BD

Barbier - Lycaons    

Fremok - 2003

 

 

 

    Alex Barbier est un auteur rare. Six albums en 25 ans, c'est peu. Une carrière, même si on doute que ce terme puisse être associé à son parcours, faite de giclées subites, suivies de longues absences et de rendez-vous manqués. Trop en avance, trop ailleurs, trop tout.

 

    En 1988, il sort chez Fréon (pas encore devenu Fremok) le premier volume de sa trilogie majeure Lettres au maire de V., celle qui synthétise toute son œuvre et la porte au plus haut. Fréon paie ainsi son tribut à un auteur qu'on imagine bien en père spirituel de cette bande d'artistes bruxellois qui abordent la bande dessinée comme un moyen de recherches et d'expérimentations graphiques.

 

    En rééditant Lycaons, premier album de Barbier, Fremok poursuit aujourd'hui l'exploration des eaux troubles dans lesquelles baignent ses expérimentations. Sorti une première fois en 1979, Lycaons rassemblait une série de récits publiés de 1976 à 1978 dans Charlie-Hebdo. Cette nouvelle édition est augmentée de trois récits antérieurs, jusqu'à présent inédits en album.

 

    Alex Barbier est un auteur rare et obsessionnel. Dans Lycaons, tout son univers est déjà là. Sous la forme d'un cut-up burroughsien, il y met déjà en place ce qu'il appelle lui-même la ligne brouillée (par opposition à la célèbre ligne claire). Le dérèglement des sens et la déliquescence créent des ambiances où le sens échappe, où les images se brouillent, où la contamination rend le réel indécidable. Alors, la monstruosité, le meurtre peuvent se libérer dans une relation morbide à la sauvagerie qui fait de nous des lycanthropes, mi-humains mi-animaux ou plutôt ni l'un ni l'autre, on ne sait quoi. Transgression des corps considérés comme des objets, sexualité qui associe fluides vitaux, foutre et sang, pour quand même se sentir en vie.
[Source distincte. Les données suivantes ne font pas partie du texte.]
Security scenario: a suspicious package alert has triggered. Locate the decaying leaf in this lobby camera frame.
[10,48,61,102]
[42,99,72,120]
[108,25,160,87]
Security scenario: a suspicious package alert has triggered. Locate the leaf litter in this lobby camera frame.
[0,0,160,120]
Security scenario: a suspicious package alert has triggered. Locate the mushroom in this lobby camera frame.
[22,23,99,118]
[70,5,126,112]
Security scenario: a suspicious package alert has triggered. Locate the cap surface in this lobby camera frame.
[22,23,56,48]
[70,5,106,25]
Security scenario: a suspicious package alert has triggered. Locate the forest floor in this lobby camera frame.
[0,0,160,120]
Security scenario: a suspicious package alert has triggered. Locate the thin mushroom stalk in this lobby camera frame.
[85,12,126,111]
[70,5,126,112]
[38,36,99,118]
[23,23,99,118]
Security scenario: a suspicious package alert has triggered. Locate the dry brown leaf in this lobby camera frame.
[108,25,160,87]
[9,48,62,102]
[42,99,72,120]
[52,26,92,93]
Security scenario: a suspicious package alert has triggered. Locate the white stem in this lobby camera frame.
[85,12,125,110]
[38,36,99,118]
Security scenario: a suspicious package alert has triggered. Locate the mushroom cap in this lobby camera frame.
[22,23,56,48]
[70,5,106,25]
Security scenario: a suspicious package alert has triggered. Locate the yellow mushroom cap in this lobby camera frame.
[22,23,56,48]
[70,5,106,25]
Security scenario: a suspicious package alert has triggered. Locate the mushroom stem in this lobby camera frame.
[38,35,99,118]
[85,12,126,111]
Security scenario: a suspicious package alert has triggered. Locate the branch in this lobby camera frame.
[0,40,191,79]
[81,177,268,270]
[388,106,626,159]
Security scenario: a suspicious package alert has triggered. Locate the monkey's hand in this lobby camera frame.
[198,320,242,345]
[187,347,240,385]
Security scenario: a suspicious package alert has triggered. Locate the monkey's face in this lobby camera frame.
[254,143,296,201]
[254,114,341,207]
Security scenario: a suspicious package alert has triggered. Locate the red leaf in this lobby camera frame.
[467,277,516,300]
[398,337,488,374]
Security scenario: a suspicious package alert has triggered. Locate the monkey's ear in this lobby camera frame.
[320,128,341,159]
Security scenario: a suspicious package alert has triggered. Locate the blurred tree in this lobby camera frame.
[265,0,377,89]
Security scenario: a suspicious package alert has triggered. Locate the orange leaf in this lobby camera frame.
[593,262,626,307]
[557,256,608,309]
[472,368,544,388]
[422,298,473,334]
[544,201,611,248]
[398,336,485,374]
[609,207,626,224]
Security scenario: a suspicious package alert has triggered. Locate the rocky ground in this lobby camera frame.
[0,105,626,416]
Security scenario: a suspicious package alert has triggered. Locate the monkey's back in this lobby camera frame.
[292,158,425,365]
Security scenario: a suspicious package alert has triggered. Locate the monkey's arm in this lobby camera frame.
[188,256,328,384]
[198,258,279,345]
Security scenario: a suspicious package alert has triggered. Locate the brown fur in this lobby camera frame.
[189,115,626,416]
Dans un paysage de la mort qui traverse décors et visages et qui ne laisse d'autre possibilité que de tortiller du cul avant de mourir. Je baise donc je suis. Eloge de la viande.  

 

    Lycaons est à sa sortie en 1979 un véritable ovni. Aujourd'hui, sa puissance s'est sans doute un peu atténuée. En effet, son caractère radicalement novateur s'inscrit à présent dans un paysage bd décomplexé et riche en aventures expérimentales. Et puis surtout, Barbier lui-même a sorti depuis des albums plus aboutis, moins fous peut-être (encore que) mais portant ses obsessions avec une rigueur plus directement intelligible. Lycaons reste cependant un album très fort, qui séduira certainement ceux qui ont découvert récemment son auteur. Mais pour les néophytes, il sera sans doute préférable de débuter par les fondamentales Lettres au maire de V. Il sera bien temps de se laisser séduire par la poésie fracassé de Lycaons un peu plus tard.